Configuring ClickHouse Query Profiler

ClickHouse trace_log system table records the profiler operations, This setting is configured by default. But, The data on this table is valid only for a running server so after the ClickHouse server restarts, ClickHouse does not clean up this table and so all the persistent virtual memory addresses will become invalid.
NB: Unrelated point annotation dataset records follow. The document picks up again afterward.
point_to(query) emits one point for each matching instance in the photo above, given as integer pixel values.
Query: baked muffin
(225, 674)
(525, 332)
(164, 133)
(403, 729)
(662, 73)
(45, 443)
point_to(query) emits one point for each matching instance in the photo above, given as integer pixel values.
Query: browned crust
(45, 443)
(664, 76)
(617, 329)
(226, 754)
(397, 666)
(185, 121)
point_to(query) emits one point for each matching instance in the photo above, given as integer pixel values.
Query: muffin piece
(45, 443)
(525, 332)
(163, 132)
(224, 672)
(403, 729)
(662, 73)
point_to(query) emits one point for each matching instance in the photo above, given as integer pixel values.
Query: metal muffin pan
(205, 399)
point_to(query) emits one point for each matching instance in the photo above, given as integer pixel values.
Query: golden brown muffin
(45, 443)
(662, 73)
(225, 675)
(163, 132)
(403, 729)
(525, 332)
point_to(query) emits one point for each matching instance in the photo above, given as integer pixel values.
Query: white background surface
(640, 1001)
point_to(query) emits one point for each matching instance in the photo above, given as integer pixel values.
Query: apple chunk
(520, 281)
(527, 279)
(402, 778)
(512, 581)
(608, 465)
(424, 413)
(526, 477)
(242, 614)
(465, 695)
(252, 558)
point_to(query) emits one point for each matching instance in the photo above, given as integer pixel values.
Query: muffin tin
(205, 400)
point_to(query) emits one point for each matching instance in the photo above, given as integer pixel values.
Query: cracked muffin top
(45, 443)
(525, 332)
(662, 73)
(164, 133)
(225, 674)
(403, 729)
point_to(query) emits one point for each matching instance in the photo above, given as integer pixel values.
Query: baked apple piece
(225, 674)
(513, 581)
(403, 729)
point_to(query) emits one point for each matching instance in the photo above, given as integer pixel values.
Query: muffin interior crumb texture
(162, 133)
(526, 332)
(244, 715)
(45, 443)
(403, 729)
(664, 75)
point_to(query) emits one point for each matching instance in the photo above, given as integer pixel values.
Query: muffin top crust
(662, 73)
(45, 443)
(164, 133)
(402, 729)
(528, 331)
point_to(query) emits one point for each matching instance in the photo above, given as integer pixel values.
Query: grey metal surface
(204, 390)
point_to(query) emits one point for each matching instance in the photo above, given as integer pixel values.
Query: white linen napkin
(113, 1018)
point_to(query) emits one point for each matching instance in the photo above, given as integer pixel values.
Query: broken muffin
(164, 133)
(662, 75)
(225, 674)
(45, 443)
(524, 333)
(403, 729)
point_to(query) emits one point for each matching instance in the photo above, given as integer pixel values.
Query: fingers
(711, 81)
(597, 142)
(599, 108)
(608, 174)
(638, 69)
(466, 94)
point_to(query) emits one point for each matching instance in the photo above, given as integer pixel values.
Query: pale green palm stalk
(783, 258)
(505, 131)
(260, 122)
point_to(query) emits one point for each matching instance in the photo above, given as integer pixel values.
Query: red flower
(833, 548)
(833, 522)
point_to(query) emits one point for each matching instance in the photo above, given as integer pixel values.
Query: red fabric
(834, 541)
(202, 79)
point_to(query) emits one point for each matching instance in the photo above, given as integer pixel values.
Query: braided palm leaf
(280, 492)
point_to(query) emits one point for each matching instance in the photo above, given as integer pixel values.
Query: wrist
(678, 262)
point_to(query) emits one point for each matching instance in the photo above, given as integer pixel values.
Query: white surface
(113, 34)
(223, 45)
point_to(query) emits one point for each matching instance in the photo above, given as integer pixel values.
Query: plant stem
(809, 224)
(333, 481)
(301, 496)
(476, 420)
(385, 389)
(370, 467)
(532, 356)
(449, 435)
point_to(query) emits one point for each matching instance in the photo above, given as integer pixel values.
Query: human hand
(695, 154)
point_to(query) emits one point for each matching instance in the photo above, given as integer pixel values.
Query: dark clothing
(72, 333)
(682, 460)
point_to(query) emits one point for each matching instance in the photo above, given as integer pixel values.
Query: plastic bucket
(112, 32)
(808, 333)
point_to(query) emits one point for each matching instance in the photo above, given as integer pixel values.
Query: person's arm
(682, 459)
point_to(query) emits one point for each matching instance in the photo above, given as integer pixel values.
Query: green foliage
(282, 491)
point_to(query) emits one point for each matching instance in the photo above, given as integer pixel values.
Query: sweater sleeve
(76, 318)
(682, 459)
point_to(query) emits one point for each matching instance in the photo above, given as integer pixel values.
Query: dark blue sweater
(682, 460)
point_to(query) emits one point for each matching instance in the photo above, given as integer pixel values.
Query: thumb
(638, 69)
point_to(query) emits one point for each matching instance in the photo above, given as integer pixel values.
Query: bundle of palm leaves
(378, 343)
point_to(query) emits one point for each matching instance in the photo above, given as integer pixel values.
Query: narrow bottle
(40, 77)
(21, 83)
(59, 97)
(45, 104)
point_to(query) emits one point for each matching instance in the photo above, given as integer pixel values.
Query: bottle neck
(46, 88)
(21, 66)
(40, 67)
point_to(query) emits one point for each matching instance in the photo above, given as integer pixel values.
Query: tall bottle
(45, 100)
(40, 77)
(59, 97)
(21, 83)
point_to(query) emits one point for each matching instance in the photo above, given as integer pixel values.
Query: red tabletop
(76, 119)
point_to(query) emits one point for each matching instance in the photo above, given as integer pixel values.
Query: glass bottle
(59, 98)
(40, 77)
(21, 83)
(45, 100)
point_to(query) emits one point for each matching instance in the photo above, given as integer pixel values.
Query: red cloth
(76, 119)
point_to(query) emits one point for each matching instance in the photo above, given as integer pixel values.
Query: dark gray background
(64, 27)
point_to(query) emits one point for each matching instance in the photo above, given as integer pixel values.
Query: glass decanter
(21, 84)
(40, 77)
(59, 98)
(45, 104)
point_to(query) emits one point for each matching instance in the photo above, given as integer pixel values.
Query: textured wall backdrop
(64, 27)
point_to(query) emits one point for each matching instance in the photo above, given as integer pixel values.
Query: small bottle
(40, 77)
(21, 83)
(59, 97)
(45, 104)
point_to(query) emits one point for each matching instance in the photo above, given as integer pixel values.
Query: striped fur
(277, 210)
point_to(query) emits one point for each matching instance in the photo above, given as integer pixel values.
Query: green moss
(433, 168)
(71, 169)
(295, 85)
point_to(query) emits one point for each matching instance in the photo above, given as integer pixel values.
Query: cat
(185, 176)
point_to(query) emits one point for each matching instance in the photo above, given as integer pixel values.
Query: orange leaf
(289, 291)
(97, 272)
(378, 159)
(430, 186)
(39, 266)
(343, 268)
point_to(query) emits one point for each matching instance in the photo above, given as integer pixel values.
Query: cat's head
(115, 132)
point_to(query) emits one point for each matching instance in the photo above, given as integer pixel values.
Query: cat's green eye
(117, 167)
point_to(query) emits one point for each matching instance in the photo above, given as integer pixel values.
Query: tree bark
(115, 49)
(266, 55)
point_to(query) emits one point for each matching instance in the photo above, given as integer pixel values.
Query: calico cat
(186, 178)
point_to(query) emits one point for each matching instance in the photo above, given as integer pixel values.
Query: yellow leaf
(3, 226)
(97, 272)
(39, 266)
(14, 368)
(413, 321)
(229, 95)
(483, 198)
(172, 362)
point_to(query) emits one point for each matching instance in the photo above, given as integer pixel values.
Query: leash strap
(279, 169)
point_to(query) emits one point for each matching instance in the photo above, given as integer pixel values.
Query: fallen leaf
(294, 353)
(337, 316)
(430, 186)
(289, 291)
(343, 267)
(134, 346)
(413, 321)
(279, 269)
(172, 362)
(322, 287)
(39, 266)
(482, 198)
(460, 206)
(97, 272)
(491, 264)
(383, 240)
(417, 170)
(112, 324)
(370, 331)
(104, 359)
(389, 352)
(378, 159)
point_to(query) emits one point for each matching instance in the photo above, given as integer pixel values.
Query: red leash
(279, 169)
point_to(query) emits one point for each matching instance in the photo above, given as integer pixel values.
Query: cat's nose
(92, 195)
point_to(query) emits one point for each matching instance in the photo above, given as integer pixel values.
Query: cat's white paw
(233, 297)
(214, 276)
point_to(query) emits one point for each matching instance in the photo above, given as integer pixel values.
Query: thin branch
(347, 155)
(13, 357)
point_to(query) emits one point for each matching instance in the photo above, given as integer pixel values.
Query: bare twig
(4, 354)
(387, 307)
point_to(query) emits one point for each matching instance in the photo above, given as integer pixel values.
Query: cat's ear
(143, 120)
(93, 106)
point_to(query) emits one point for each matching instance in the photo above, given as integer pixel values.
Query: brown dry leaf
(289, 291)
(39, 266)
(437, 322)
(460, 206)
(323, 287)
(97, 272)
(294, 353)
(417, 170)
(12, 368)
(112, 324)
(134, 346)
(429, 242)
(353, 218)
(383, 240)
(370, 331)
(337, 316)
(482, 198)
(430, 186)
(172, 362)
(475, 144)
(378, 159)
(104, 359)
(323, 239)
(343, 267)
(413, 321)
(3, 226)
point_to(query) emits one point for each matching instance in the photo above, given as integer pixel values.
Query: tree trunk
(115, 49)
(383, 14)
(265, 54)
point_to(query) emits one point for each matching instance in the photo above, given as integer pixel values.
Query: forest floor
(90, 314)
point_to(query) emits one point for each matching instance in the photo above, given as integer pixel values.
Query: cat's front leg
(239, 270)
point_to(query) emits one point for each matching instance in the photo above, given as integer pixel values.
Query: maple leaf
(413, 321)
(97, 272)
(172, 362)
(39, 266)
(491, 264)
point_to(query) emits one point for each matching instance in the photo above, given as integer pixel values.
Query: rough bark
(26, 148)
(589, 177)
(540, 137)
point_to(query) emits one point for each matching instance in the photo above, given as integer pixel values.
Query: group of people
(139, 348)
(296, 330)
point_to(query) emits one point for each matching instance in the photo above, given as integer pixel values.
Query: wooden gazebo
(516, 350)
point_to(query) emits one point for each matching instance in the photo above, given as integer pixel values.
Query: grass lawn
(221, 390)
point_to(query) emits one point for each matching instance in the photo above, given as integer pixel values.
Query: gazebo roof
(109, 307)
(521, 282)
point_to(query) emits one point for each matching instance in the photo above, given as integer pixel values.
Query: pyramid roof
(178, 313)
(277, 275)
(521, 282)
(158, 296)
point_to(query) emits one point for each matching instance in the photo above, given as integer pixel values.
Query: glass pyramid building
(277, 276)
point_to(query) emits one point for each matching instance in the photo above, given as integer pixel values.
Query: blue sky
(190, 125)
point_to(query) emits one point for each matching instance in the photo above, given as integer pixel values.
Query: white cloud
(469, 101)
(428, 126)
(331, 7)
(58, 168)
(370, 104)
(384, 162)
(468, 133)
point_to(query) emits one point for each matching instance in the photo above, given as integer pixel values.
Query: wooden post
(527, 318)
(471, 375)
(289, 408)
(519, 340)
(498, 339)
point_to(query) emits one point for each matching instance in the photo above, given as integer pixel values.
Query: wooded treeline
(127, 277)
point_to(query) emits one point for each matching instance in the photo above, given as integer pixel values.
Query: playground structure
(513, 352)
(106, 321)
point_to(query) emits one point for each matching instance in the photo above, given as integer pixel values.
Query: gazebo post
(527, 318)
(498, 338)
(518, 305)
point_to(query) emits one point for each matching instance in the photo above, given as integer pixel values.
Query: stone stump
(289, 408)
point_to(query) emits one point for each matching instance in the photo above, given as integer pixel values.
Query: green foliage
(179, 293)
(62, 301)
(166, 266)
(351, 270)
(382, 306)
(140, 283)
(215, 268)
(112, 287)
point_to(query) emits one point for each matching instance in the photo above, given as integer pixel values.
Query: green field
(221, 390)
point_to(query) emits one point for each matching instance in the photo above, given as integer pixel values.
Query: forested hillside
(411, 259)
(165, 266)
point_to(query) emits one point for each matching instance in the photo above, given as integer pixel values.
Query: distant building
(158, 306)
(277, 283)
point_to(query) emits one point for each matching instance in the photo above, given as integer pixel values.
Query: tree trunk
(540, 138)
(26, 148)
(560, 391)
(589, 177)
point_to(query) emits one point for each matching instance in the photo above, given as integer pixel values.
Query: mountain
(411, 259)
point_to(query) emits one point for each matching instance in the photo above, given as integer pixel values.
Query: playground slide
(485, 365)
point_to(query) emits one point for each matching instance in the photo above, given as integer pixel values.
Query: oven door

We have copied below the default server configuration file (config.xml) for your reference:

<trace_log>
    <database>system</database>
    <table>trace_log</table>
    <partition_by>toYYYYMM(event_date)</partition_by>
    <flush_interval_milliseconds>7500</flush_interval_milliseconds>
</trace_log>

[table id=9 /]

How to configure query_log and other _log tables for set up TTL, and/or some other cleanup procedures:

cat /etc/clickhouse-server/config.d/query_log.xml
<yandex>
    <query_log replace="1">
        <database>system</database>
        <table>query_log</table>
        <flush_interval_milliseconds>7500</flush_interval_milliseconds>
        <engine>
ENGINE = MergeTree
PARTITION BY event_date
ORDER BY (event_time)
TTL event_date + interval 90 day
SETTINGS ttl_only_drop_parts=1
        </engine>
    </query_log>
</yandex>

The configuration parameters query_profiler_real_time_period_ns and query_profiler_cpu_time_period_ns dump stacktraces all the threads which execute the query. By default, it collects information only about queries when runs longer than 1 sec (and collects stacktraces every second).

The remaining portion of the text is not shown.